AI Inference Pipeline
Multi-stage analysis pipeline architecture — sentiment, topic modeling, embeddings, and recommendations.
Status: Implemented (FAC-46) — Pipeline orchestrator, all four processors, and REST controller are live.
1. Architecture: NestJS Orchestrator + HTTP Workers
┌──────────────────────┐ ┌─────────────┐ ┌──────────────────┐
│ NestJS API │────────▶│ BullMQ │────────▶│ Batch Processors│
│ - Controller │ │ (Redis) │ │ - Sentiment │
│ - Orchestrator │ │ │ │ - Topic Model │
│ - AnalysisService │ │ sentiment │ │ - Recommendations│
│ │ │ embedding │ │ - Embedding │
│ writes to │◀────────│ topic-model│ └────────┬─────────┘
│ database │ results │ recommend. │ │ HTTP POST
└──────────────────────┘ └─────────────┘ ▼
┌──────────────────┐
│ External Workers │
│ (HTTP endpoints) │
│ - RunPod (GPU) │
│ - LLM APIs │
│ - Mock Worker │
└──────────────────┘
Key principle: Workers are pure compute HTTP endpoints — they receive JSON input via POST, return JSON results. NestJS owns all database access, business logic, queuing, and retry logic. Workers never touch the database.
2. Pipeline Lifecycle
The pipeline follows a confirm-before-execute pattern with sequential stage progression:
Stage Details
| Stage | Input | Output |
|---|---|---|
| Create | Scope filters (semester, faculty, etc.) | Coverage stats, warnings, AnalysisPipeline entity |
| Confirm | Pipeline ID | Embedding backfill (best-effort), sentiment dispatch |
| Sentiment Analysis | Batch of comments | Per-submission sentiment scores |
| Sentiment Gate | Sentiment results | Filtered corpus (negative/neutral always pass; positive needs ≥10 words) |
| Topic Modeling | Gate-passing submissions + embeddings | Topics, keyword clusters, soft assignments |
| Topic Labeling | Topics with raw labels + keywords | Human-readable labels (2-4 words) via LLM |
| Recommendations | Pipeline ID (all data queried in-process) | STRENGTH/IMPROVEMENT actions with confidence scores and structured evidence |
Coverage Warnings
The orchestrator generates warnings at pipeline creation when:
| Condition | Threshold |
|---|---|
| Low response rate | < 25% |
| Insufficient submissions | < 30 |
| Insufficient comments | < 10 |
| Post-gate corpus too small | < 30 |
| Stale enrollment data | > 24 hours |
3. Batch Message Contract
Pipeline-driven stages use a batch envelope (all items in one job):
// Outbound: Orchestrator → BullMQ queue
BatchAnalysisJobMessage {
jobId: string; // UUID
version: string; // Contract version (e.g., "1.0")

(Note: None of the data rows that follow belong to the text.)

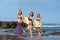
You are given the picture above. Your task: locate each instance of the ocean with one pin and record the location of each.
(50, 32)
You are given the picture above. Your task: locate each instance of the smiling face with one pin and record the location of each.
(38, 15)
(31, 14)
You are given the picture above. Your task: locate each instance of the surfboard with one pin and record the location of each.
(35, 23)
(25, 20)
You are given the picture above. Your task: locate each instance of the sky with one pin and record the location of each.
(49, 9)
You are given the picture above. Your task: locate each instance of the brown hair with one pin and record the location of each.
(32, 14)
(38, 15)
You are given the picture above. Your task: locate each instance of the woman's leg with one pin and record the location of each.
(20, 37)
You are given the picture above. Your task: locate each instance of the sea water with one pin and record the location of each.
(45, 36)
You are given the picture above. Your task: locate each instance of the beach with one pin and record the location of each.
(48, 34)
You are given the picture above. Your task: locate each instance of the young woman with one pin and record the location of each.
(19, 30)
(30, 23)
(38, 28)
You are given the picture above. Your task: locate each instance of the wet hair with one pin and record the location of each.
(32, 14)
(38, 15)
(19, 12)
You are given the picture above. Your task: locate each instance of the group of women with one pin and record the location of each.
(19, 29)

type: string; // "sentiment" | "topic-model" | "recommendations"
items: Array<{
submissionId: string;
text: string;
embedding?: number[]; // topic-model only
}>;
metadata: {
pipelineId: string;
runId: string;
};
publishedAt: string; // ISO 8601
}
// Inbound: Worker HTTP response → validated by processor
BatchAnalysisResultMessage {
jobId?: string; // Optional — workers don't echo this back
version: string;
status: "completed" | "failed";
results?: Array<Record<string, unknown>>; // Type-specific items
error?: string;
completedAt: string; // ISO 8601 (accepts UTC 'Z' and timezone offsets)
}The embedding processor uses the original single-item AnalysisJobMessage contract since it processes individual submissions independently.
Worker-specific response schemas are validated by each processor:
- Sentiment:
sentimentResultItemSchema(positive/neutral/negative scores) - Topic model:
topicModelWorkerResponseSchema(topics + assignments + metrics)
The recommendations stage does not use the batch message contract — see Recommendation Generation below.
See docs/worker-contracts/ for full per-worker contracts.
Dispatch-Set Pinning (LLM Workers)
Zod validates the shape of a worker response but cannot validate that the submissionId keys actually correspond to rows the API dispatched. For LLM-backed workers this matters: under some prompts the model hallucinates UUIDs that don't exist in the dispatched batch, and persisting them causes PostgreSQL FK violations that abort the whole batch transaction — losing even the valid results.
SentimentProcessor.Persist() pins the response against a dispatch set:
- Build
dispatchedIds = new Set(job.data.items.map(i => i.submissionId))before any DB work. - Drop every result whose
submissionIdis not indispatchedIds. Logwarn "Dropped X of Y sentiment results for run {runId} (unknown submissionIds)"whenever the drop count is non-zero. - If all results are dropped, call
orchestrator.OnStageFailed(pipelineId, 'sentiment_analysis', ...)and return. Retry is not useful — more LLM calls will produce more hallucinations. - The pre-existing
sentimentResultItemSchema.safeParseloop still runs on the filtered set as a second validation layer.
Treat any new LLM-backed processor under BaseAnalysisProcessor as needing the same pattern. See Decision #41 — LLM-Backed Worker Dispatch-Set Pinning.
4. Sentiment Gate
Between sentiment analysis and topic modeling, a sentiment gate filters the corpus:
- Negative/Neutral comments always pass (they contain the most actionable feedback)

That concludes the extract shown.